1

Say I have n sample, each with p explanatory variables, namely X. I also have n corresponding response variables, namely y.

I want to understand the how the explanatory variables contribute to the response variable.

We have two classical approaches:

1). I can get the effect sizes by linear regression, like solving the following problem, $$ \arg\min_\beta ||y-X\beta||_2^2 $$ and then I can analyze the $\beta$ I got.

2). Alternatively, I can run p hypothesis testings with the ith null hypothesis states that the ith variable has nothing to do with y. And then I can analyze the p-values I got.

Then, for the 1st method, I lost the statistical guarantee because I don't have p-values. But for the 2nd method, I only test these explanatory variables independently, and I lost the interaction between them.

Is there a way that I can run the linear regression, get $\beta$ and then test the p-values for it?

Also, I know there are packages like R that can run linear regression and reports effect sizes together with p-values. But my question is more about how is it calculated? (For example, I need to know how it's calculated if I want to implement my own tool.)

EDIT:

Thanks for Matthew's comments about first calculating $\beta$'s variance with $(X^TX)^{-1}$, but what if this is a high dimension problem $p>n$, so that $(X^TX)$ cannot be inversed? (I assume most linear regression problems today will be high-dimensional ones? At least the one I'm facing at is.)

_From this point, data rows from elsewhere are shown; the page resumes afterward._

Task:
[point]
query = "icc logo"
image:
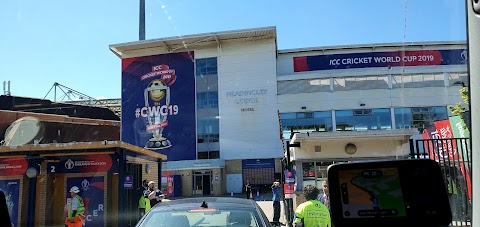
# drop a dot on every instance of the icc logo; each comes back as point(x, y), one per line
point(85, 184)
point(69, 164)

  • Perhaps duplicate of: http://stats.stackexchange.com/questions/44838/how-are-the-standard-errors-of-coefficients-calculated-in-a-regression That calculates standard errors under the assumption of homoskedasticity. Note there are different types of standard errors (eg. robust standard errors, clustered standard errors) based on different assumptions. – Matthew Gunn Dec 11 '16 at 05:09
  • @MatthewGunn Thanks. I am still confused because if I want to do it for all $\beta$ together, then $X^TX\sigma$ is a $p\times p$ matrix, but shouldn't the variance of $\beta$ a vector of length $p$? –  Dec 11 '16 at 05:14
  • 2
    $\hat{\mathrm{Var}}(\mathbf{b}) = \left( X^T X \right) ^{-1} \hat{\sigma}^2 $ is an estimated covariance matrix for your estimated coefficients $\mathbf{b}$. For example, $\mathrm{Var}(b_3)$ would be the 3rd element on the diagonal of the matrix, $\mathrm{Var}(b_4)$ would be the 4th element on the diagonal of the matrix etc... Note also that $\hat{\sigma}^2 = \frac{1}{n-p} \sum_i e_i^2$. – Matthew Gunn Dec 11 '16 at 06:06
  • @MatthewGunn Thank you very much. Is there anything I can do if $p$ is greater than $n$ (so $X^TX$ cannot be inversed? ) –  Dec 11 '16 at 19:57
  • Also, it seems I could get negative values out of that diagonal, but a variance term cannot be negative, right? am I doing something wrong? @MatthewGunn –  Dec 11 '16 at 20:50
  • You cannot get negative terms because $X^T X$ is guaranteed to be positive semi-definite, and the inverse of positive definite matrix is also positive definite. – Matthew Gunn Dec 11 '16 at 21:27
  • Two texts that I liked: [Linear Algebra Done Right](https://www.amazon.com/Linear-Algebra-Right-Undergraduate-Mathematics/dp/0387982582) by Axler and [Econometrics](https://www.amazon.com/Econometrics-Fumio-Hayashi/dp/0691010188) by Hayashi. – Matthew Gunn Dec 11 '16 at 21:29
  • I see. Thanks. But what if it's not full rank? –  Dec 11 '16 at 21:30
  • If $X^TX$ is not full rank, this is known as [multicollinearity](https://en.wikipedia.org/wiki/Multicollinearity) and occurs when you make a mistake and include variables which are linearly dependent. (eg. current year, year born, and age are linearly dependent because currentyear - yearborn = age). Regression packages typically then drop one of your variables so that $X^TX$ is invertible. Anyway, that's another topic. Another approach (esp. in machine learning context) is [regularization](https://en.wikipedia.org/wiki/Regularization_(mathematics)), eg. Tikhonov regularization. – Matthew Gunn Dec 11 '16 at 21:35
  • 2
    On your last comment, if your number of regressors $k$ is greater than your number of observations $n$, I don't see how you can possibly get reliable p-values for individual coefficients. I don't know what you can do instead, and I'm not an expert on the high dimensional stuff. – Matthew Gunn Dec 11 '16 at 21:42

0 Answers0